SARKONNERIES 57

28 février 2008

   Lu dans le Canard du 27.02.2008:
   “ Il (le petit Nicolas) a traité ceux qui l’entourent de bande de “cons et de branleurs”.
   Explication d’un conseiller élyséen: “ Depuis neuf mois, on gérait une connerie par mois. Désormais, c’est une par jour, voire une par heure, et ça commence à faire beaucoup.”
   Pas étonnant que j’ai du mal à tenir le rythme!
   J’ai vu hier soir les images de la visite éclair du petit Nicolas à Djamena. Arrivée sur un aéroport sécurisé par l’armée française. Pas de bain de foule à l’africaine comme le veut la tradition pour accueilir les chefs blancs. Rencontre avec les militaires français et juste une carte postale du président assis à côté de son copain Idriss Déby.
   Résultat ce matin à la radio: rien.
   Ou du moins: rien à déclarer, tout est secret.
   
   Idriss Déby annonce une «enquête internationale»

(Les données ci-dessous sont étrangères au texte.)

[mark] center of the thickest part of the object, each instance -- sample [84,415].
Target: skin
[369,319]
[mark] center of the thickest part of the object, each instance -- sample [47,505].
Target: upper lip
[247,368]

Article publié le 27/02/2008 sur le site de RFI

Le président tchadien a annoncé une « enquête internationale » sur l'assaut rebelle des 2 et 3 février contre la capitale et la disparition d'opposants. L'attaque rebelle ratéea fait « 400 disparus ou morts » parmi les civils, a déclaré Idriss Déby Itno à l'issue d'un entretien avec son homologue français Nicolas Sarkozy. « La France veut la vérité et je ne céderai pas sur ce point. Ce n'est pas parce que le gouvernement du Tchad est légitime qu'il peut se permettre de faire n'importe quoi. J'ai demandé une commission d'enquête », a affirmé pour sa part Nicolas Sarkozy. Sur le chemin de l'Afrique du Sud, où il se rend en visite officielle, le président français a fait une escale de quelques heures à Ndjamena. Une escale qui a suscité de vives critiques des organisations de défense des droits de l'homme, car on est toujours sans nouvelles des deux opposants, Ngarlejy Yorongar et Ibni Oumar Mahamat Saleh, disparus le 3 février.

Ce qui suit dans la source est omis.